Pork Spareribs on the Weber Smokey Mountain smoker

Pork Spareribs on the Weber Smokey Mountain

I’ve been barbecuing on my Weber Smokey Mountain for a few years now. It’s a very easy smoker to use, and turns out some excellent barbecue. Over the years, I’ve developed a system that allows me to consistently produce mouth-watering ribs on the WSM.

I usually get a hankering for some barbecue every couple of months. Sometimes, it coincides with a holiday weekend or a “Big Game” weekend. Sometimes, other people just ask me to smoke up a batch of ribs for a party. Sometimes, it’s “just because”.

Whenever I smoke a batch of ribs, I don’t just do one or two slabs. My Weber Smokey Mountain cooker has a large enough capacity that I can smoke up to 10 slabs of ribs at a time. Why waste space or smoke? It takes just as long to cook 7 slabs as it does to cook 2.

Barbecue pork spareribs

My #1 tip for good ribs is to start with good meat. Always go for meat labeled “Natural” or “No Artificial Ingredients”. Avoid anything that says “Enhanced”. Bad meat will ruin your barbecue.

Another important tip that I cannot emphasize enough is, “NEVER BOIL”. You’re not making stock, you’re making barbecue. All you need for tender ribs is good meat, low heat, and time.
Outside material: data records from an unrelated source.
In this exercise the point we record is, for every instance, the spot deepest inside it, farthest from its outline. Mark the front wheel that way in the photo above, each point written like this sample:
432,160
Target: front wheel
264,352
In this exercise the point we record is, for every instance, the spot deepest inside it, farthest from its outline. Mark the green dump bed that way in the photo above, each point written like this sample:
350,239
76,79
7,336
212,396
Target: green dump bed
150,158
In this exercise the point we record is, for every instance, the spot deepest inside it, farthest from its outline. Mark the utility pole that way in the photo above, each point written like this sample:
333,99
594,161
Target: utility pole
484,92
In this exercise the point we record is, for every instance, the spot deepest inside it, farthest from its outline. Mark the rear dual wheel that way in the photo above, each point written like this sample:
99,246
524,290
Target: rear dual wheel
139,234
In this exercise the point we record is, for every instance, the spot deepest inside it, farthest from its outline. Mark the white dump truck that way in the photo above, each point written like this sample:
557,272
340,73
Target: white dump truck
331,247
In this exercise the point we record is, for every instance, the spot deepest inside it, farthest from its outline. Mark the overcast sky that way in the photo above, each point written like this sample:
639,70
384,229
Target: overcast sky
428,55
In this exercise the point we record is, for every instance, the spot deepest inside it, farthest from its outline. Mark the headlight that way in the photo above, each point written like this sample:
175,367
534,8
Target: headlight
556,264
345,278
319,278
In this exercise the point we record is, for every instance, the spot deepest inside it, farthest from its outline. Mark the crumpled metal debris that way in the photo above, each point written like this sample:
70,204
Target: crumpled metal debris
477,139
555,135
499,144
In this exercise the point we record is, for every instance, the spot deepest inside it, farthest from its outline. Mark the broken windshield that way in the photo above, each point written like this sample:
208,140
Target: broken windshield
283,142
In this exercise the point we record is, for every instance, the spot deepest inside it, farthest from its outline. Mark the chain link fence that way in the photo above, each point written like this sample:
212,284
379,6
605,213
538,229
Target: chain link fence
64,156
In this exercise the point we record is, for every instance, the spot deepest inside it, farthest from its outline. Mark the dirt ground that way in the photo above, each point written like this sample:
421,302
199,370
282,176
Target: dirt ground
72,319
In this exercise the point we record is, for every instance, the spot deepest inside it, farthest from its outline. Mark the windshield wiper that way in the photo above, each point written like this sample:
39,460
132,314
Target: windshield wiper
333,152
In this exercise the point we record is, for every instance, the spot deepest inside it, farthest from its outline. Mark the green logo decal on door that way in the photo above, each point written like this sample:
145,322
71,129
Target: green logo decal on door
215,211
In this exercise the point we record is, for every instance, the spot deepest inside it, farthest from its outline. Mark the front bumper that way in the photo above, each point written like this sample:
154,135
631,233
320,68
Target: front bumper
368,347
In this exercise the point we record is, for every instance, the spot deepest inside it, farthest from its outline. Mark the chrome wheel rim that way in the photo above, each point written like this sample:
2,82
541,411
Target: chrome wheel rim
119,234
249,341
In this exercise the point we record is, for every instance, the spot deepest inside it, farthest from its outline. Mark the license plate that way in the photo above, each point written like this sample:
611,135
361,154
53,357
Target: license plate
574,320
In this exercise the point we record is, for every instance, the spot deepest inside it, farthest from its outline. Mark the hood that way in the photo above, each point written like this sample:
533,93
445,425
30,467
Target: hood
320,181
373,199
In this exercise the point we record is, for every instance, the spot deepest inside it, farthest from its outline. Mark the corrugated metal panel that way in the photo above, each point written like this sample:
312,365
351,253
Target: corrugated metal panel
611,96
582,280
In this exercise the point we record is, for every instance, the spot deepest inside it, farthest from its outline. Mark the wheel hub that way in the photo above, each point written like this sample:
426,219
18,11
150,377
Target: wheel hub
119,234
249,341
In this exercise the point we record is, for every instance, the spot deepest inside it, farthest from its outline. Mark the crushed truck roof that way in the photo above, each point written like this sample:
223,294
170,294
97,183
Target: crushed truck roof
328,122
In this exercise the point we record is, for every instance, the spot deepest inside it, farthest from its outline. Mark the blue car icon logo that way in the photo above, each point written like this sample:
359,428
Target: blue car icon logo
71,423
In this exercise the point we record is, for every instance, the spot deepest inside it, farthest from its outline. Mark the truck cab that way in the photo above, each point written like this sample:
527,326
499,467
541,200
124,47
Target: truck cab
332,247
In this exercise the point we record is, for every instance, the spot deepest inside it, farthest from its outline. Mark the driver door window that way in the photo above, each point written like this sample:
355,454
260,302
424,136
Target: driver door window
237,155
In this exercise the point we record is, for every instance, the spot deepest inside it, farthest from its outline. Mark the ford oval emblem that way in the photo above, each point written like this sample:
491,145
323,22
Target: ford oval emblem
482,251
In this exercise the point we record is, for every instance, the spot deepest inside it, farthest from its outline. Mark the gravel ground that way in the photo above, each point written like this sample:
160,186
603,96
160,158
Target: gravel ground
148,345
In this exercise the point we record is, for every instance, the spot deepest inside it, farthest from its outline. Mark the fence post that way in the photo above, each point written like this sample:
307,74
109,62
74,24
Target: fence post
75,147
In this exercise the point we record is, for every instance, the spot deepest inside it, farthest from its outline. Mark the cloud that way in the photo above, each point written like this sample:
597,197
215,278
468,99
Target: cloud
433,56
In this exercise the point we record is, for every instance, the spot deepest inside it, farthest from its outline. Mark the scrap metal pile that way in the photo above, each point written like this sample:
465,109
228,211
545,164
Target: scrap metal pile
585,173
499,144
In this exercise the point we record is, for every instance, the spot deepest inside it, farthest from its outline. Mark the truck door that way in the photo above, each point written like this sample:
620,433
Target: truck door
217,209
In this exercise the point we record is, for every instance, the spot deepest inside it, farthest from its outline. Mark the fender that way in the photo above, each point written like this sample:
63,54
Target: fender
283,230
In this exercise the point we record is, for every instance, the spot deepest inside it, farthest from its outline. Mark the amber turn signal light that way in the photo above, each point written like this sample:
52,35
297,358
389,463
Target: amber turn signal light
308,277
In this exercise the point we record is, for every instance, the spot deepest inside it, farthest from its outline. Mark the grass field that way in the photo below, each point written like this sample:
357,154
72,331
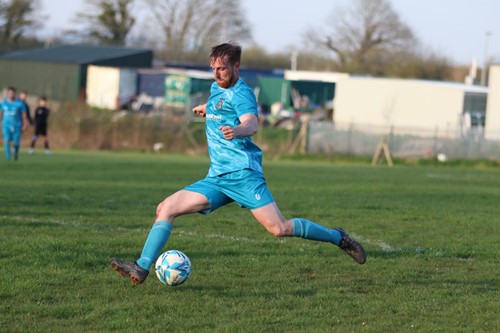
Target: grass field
432,235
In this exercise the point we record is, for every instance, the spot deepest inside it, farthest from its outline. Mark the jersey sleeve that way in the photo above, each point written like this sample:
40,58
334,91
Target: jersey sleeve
245,103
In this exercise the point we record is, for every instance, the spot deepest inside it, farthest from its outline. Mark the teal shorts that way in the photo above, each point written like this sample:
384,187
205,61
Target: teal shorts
11,133
246,187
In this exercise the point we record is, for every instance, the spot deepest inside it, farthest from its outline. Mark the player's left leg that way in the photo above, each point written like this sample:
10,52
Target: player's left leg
272,219
7,137
17,142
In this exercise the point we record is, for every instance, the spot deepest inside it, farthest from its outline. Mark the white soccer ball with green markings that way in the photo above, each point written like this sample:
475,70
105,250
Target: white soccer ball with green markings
173,268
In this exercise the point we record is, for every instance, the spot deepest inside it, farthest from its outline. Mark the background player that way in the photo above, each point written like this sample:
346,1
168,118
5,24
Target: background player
41,121
13,117
235,173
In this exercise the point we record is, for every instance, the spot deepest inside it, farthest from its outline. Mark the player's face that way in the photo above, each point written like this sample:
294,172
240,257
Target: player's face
224,74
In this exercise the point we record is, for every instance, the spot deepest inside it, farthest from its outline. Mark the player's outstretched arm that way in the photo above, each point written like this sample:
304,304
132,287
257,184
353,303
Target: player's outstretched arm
248,127
200,110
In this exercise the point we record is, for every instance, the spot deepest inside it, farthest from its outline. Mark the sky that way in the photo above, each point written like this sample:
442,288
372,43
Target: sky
461,30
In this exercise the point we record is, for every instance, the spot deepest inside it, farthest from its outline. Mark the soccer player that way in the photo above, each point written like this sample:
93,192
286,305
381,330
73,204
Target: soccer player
235,173
23,97
41,117
13,116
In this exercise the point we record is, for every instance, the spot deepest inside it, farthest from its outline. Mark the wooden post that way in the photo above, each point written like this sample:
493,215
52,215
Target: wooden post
382,147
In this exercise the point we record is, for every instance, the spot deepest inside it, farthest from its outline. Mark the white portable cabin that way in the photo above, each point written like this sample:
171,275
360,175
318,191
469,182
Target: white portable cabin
492,128
110,87
409,104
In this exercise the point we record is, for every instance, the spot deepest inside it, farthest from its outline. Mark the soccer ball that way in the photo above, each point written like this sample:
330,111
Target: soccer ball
173,268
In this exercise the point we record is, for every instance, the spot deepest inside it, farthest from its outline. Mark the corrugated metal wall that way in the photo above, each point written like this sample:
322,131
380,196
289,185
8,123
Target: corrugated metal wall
274,90
318,92
62,82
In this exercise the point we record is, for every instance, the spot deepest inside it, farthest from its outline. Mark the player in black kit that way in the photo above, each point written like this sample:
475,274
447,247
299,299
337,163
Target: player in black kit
41,117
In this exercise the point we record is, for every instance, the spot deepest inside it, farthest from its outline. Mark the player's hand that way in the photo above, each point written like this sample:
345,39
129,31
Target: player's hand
200,110
228,132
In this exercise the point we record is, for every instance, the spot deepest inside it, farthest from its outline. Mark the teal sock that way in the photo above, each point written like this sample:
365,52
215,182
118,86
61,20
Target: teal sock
310,230
157,238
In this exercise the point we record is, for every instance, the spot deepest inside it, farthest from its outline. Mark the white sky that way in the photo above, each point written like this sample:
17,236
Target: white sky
454,28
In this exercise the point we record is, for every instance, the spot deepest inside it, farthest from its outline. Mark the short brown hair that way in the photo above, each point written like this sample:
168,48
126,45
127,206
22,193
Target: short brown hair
231,51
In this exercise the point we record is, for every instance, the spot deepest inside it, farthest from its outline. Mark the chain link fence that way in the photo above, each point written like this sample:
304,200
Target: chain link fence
362,140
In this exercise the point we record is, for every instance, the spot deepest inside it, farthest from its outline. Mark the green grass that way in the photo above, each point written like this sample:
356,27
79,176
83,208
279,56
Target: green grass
431,234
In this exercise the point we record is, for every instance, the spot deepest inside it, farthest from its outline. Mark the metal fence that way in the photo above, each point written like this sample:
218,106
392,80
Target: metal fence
362,140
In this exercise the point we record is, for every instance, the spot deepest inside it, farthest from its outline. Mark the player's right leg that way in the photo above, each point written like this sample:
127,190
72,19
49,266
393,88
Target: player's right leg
180,203
7,137
272,219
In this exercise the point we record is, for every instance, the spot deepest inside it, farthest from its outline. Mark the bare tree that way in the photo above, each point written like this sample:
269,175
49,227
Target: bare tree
18,18
106,21
190,27
363,35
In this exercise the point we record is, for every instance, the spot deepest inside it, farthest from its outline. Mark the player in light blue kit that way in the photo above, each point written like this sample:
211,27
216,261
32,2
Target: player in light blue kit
13,117
235,173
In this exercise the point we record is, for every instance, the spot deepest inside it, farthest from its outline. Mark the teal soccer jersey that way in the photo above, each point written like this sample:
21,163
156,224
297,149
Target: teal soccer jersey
12,113
224,107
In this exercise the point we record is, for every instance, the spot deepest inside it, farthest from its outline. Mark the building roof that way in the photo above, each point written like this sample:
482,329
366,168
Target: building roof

Watch all the tips in this video I made on YouTube

As far as seasonings go, I make a dry rub consisting of equal amounts of kosher salt, white sugar, fresh ground black pepper, onion powder and garlic powder, plus a tiny bit of celery salt. Rub that on the ribs and let that marinate at least an hour before smoking. Don’t let them marinate too long, though, or you’ll end up with hammy tasting meat.

Like the dry rub, smoke itself is a seasoning. I start off by using lump charcoal instead of the more commonly found briquettes like Kingsford. I find that briquettes give an off smell when burning that I’d rather not have on my meat (your mileage may vary). I also use smoke wood like pecan or cherry to add a little “sweetness” to the smoke flavor.

I will usually shoot for an average smoker temperature of 225 and let it go for 3.5 to 4 hours. After that I will wrap it in foil and put it in a cooler if I’m delivering the ribs in a few hours or put them in the freezer for later. Of course, for quality assurance purposes, I’ll have to eat a slab of ribs right off the cooker!